Anonymous
asked:
I'm bisexual and I've just started a new school and there are a group of kids on my bus who all talk. They are all nice but one boy keeps making homophobic comments. The other kids react in a kinda 'fuck off' way but don't call him out. He is very loud and makes other sexist comments too. I am not sure how to deal with this or what to do about coming out to the people on my bus since I'm new (in the first week of school), or how to call him out.

Hey! I just want to say good luck starting your new school, and I’m glad it sounds like it’s going well for you so far aside from this part. 

As I’m still in school, closeted, and in a homophobic environment, I somewhat understand what you’re going through here, however, I don’t have any experience calling someone out on their homophobia.

First of all, if you are not comfortable outing yourself or feel uncomfortable with it for any reason, you are not required to call him out. There is a certain anxiety that in my experience closeted people tend to feel, that’s like “I’m not in a position to come out, and expressing support for anything that goes against the norm of society could get me outed.” That’s a valid feeling and worry. 

If you do decide to call him out on it yourself, you aren’t required to be polite about it. You can literally just tell him “Hey, as your Resident Token Bisexual, shut up!” in a really sarcastic voice. 

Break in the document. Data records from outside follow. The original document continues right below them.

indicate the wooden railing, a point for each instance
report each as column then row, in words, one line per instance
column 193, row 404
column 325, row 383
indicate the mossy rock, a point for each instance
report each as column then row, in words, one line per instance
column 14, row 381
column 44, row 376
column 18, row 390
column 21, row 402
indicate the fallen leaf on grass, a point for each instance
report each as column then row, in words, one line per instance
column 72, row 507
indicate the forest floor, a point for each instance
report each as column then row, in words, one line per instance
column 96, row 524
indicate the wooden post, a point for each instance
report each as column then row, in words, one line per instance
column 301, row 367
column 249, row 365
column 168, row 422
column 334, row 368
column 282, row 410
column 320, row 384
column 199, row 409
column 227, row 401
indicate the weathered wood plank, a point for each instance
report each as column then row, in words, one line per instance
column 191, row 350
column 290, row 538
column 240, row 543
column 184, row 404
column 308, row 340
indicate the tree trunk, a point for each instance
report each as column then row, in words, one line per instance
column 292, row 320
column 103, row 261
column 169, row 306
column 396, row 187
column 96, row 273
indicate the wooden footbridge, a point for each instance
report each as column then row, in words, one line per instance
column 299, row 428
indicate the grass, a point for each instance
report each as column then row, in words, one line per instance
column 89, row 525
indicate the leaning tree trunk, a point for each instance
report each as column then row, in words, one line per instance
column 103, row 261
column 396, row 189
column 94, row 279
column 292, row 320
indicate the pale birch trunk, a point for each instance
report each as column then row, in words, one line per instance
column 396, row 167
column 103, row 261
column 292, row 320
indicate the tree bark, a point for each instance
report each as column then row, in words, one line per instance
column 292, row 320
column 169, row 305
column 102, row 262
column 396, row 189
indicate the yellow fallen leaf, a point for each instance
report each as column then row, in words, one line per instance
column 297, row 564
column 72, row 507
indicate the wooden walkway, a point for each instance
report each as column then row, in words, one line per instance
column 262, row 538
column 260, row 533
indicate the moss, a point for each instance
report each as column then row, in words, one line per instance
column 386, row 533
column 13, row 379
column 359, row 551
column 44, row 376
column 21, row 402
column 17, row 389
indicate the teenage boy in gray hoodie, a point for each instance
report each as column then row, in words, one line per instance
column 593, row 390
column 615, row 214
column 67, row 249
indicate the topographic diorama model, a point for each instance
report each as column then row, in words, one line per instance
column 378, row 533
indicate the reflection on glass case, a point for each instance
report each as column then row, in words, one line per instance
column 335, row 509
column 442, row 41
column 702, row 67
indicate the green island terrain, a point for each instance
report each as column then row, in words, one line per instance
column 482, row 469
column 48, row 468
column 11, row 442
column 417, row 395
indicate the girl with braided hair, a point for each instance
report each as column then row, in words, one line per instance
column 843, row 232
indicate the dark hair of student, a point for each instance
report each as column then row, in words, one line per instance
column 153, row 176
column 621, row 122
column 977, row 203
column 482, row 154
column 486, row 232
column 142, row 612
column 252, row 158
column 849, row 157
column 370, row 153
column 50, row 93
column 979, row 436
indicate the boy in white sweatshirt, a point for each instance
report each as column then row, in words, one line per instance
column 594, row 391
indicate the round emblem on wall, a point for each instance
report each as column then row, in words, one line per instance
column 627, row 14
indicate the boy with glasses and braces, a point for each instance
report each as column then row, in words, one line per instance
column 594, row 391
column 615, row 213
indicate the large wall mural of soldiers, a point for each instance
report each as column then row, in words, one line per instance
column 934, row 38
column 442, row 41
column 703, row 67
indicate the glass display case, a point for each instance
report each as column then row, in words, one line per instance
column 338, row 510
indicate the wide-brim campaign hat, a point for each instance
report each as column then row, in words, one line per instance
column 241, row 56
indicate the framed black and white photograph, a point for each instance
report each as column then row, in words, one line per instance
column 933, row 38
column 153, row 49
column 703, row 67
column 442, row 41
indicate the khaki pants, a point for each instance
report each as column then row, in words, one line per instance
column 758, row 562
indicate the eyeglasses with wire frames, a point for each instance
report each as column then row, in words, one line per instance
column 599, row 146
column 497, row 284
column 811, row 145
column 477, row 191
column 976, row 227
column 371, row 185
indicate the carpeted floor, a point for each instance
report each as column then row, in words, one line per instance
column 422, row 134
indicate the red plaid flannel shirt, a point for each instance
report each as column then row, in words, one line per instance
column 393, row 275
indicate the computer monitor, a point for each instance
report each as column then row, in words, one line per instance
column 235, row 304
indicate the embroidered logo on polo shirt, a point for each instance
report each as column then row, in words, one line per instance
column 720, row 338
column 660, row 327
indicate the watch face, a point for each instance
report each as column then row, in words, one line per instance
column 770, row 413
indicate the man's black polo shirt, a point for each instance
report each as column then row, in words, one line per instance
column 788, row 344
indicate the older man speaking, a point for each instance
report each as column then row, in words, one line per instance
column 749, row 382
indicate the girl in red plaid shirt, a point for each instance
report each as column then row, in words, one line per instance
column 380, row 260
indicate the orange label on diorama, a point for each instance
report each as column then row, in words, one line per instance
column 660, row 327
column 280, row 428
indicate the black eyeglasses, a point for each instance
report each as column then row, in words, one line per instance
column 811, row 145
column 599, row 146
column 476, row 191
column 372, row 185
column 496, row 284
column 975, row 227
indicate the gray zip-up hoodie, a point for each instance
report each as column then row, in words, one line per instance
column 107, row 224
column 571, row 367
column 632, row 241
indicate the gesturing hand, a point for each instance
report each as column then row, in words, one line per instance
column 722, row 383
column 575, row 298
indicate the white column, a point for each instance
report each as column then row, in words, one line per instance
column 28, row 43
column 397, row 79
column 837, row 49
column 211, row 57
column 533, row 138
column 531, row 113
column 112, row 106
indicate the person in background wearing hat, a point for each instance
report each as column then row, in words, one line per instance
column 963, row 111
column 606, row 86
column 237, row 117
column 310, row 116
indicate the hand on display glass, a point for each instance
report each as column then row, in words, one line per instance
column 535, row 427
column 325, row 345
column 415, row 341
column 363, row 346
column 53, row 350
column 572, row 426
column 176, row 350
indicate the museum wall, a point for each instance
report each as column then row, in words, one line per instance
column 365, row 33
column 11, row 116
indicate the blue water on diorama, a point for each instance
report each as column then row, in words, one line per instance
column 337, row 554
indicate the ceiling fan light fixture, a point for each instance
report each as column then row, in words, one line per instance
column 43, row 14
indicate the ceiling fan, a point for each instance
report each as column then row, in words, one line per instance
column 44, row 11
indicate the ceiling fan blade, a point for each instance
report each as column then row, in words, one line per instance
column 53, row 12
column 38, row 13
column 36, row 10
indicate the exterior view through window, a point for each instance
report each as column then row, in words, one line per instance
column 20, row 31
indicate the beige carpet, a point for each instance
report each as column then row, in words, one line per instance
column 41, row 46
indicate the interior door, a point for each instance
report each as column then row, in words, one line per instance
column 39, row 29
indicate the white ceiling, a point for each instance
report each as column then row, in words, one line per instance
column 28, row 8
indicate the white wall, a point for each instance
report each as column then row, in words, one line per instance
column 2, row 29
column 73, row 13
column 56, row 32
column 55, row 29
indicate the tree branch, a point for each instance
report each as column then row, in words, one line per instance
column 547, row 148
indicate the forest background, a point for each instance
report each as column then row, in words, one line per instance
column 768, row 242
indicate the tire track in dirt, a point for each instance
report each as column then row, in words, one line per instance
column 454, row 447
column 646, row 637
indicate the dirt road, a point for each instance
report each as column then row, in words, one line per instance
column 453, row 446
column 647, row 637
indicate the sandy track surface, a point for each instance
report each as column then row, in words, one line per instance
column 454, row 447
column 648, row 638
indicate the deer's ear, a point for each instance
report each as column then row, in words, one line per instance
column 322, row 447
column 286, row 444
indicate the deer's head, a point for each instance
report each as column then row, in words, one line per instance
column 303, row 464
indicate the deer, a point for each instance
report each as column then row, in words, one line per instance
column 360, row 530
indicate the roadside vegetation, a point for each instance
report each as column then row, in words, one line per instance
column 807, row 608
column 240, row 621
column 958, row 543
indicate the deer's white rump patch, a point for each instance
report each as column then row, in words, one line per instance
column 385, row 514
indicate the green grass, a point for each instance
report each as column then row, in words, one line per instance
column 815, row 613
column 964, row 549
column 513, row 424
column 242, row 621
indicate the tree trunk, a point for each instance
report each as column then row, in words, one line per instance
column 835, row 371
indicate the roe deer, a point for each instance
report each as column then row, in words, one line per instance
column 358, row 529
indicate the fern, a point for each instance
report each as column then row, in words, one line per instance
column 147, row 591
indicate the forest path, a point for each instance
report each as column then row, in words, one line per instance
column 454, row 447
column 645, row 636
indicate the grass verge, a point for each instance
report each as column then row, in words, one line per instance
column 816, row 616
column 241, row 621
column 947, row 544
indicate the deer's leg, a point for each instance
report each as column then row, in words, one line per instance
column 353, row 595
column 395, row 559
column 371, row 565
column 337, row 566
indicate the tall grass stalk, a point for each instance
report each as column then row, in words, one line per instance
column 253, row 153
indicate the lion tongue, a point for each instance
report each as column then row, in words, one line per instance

You could also talk to the others about it first when he’s not around. Maybe say to one of them “Hey, I’m bisexual, and the comments he makes about being gay make me feel uncomfortable. Have you guys ever said anything to him about it?” 

The downside though is that calling someone out often makes them put you into the position of the Educator. The expect you to educate them all about LGBT+ stuff and why something’s wrong, and if you decline people may act like “oh well if it mattered so much to you you’d tell me!”

It honestly comes down to how comfortable do you feel calling him out, do you want to come out or not (though coming out isn’t required to call someone out on their behavior), or just sort of dealing with it? 

This is honestly just some food for thought when making a decision. Followers, do you have any advice?